Rabbi’s February 2024 Column

Shalom All,

This year is a leap year. In fact, it’s a double leap year (though I doubt anyone calls it that). What I mean is, this year we are adding an extra day on our secular calendar (February 29th) and an extra month to our Jewish calendar (Adar II). The reason we add a day to our secular calendar is easily explained by science (I’m sure you all remember it from school). The secular calendar is a solar calendar. It takes about 365 and a quarter days for the earth to complete one cycle around the Sun, but the normal calendar only counts 365 days. So, once every four years we add one day to even it out.

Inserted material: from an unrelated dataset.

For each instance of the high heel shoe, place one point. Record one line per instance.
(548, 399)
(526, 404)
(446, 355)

The Jewish calendar is a lunar calendar. It takes about 28 and a half days for the moon to complete one cycle around the earth. So one lunar month typically has 28 days and the next one 29. But the 12 lunar months of the Hebrew Calendar only adds up to 342 days, that’s 13 days shy of a secular year. Therefore, we add an entire month at the end of winter, when necessary, so the Passover remains a Spring holiday. This ultimately happens 7 times every 19 years.

What is means for us today, is that, even though Tu B’shvat was well over a week ago (by the time you read this), Purim, which would normally be just one month later, won’t actually occur until the end of March. This, in turn, pushes every Jewish holiday late this year. Rosh Hashanah is the very end of September. Yom Kippur is during the second week of October. Chanukah starts on the night of December 24th and ends on New Year’s Day 2025.

It also means that we have 2 long, cold months, with no holiday distractions. But fear not, we are filling that time with a new book study. I wrote about it briefly, last month, but we’ve decided to change the day and time we are meeting. We are still reading Communities of Meaning: Conversations on Modern Jewish Life Inspired by Rabbi Larry Hoffman. But we’ve decided to meet every other Sunday at noon, following Religious School, starting on February 25th. This way we can meet in-person, have a little nosh together, and talk about the future of Judaism, American Jewish Life, and the Synagogue. The book is available where ever you get your books. I’m also happy to send you the first section we are discussing if you’d like to sample it, first. Just let me know.

Here’s to a wonderful New Year.
May it be a happy, healthy, and sweet year for us all.